For most parents, no nightmare is greater than losing a child. It's a loss most of us would never recover from and fear the most, but there are other fears, too. For me, there is only one that ranks close to that first one and that is the fear of leaving my children before my time. It never even occurred to me that both my husband and I could leave them at the same time.
For one couple in Brooklyn, that fear is very real, indeed. Elisa and Nathan Bond were both diagnosed with aggressive cancer last month within a week of each other. The couple has an 18-month-old daughter. Nathan was given a 60 percent chance of living another five years with his colorectal cancer, and Elisa, who has metastatic breast cancer, was given a 16 percent chance to live the same amount.
For many, just that alone would be enough to make them break down, but Elisa and Nathan have a crew of friends and family and now even strangers who just won't let that happen. See below:
They have been babysitting around the clock while Elisa and Nathan get their aggressive treatments that often leave them sicker than the cancer. Both had to leave their jobs, he as a teacher at Parsons and she as a realtor.

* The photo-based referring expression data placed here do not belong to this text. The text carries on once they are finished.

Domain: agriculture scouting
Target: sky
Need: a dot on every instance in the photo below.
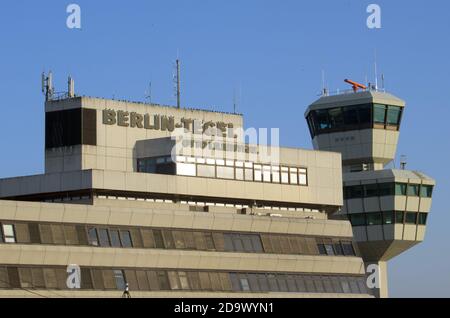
(269, 54)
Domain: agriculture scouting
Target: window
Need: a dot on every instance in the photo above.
(267, 174)
(370, 190)
(159, 241)
(93, 239)
(284, 175)
(394, 115)
(336, 118)
(173, 279)
(58, 234)
(351, 117)
(338, 248)
(258, 173)
(302, 176)
(329, 249)
(386, 189)
(183, 280)
(410, 218)
(293, 174)
(209, 242)
(364, 115)
(115, 240)
(119, 279)
(178, 239)
(46, 233)
(22, 233)
(423, 218)
(8, 233)
(142, 280)
(354, 192)
(399, 216)
(358, 219)
(206, 171)
(322, 120)
(400, 189)
(103, 237)
(248, 174)
(413, 190)
(225, 172)
(388, 217)
(348, 249)
(322, 250)
(374, 219)
(239, 174)
(163, 281)
(379, 114)
(186, 169)
(426, 191)
(148, 240)
(276, 174)
(70, 232)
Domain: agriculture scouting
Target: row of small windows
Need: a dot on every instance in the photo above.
(224, 169)
(391, 217)
(387, 189)
(169, 239)
(365, 116)
(297, 283)
(168, 280)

Friends and family have started a website to help raise money, and so far, they have already brought in $25,000. But their story is unimaginably difficult. Just as she stopped breastfeeding and her daughter started sleeping through the night and both she and her husband could finally start to enjoy the rosier side of parenthood, this happens. They are both fighters. As Elisa said in her blog:
There can only be one ending to this because I didn't go through a horrendous pregnancy, 39 hours of non-medicated labor and delivery, a broken vagina for 9 months post-delivery and no sleep for the past 17 months not to get to watch this beautiful child grow up, graduate, travel the world, speak six languages, win So You Think You Can Dance, solve the Middle East peace crisis, cure ALL cancer, invent an app for teleportation, find the perfect partner, have kids and grow old. I mean it is a lot of pressure but I know she can do it and I'm not watching from the nose-bleed seats in the sky. Hell no. I want to be here on terra firma.
But the odds, at least for her, are against them. And that is why they need help. This feels so familiar, like it could be me in this position so easily. I know what it's like to watch a mother go through chemo and all the pain, misery, and sickness that entails. My mother was diagnosed with cancer when I was 12 and my sister was 4. We saw what it did to her and then she died four years later. Our dad was always healthy, though. Both parents going through this while trying to care for a toddler is unimaginably cruel.
This could be any of us. I'm going to donate what I can, follow their story, and hope for a miracle.
Have you ever heard of something like this?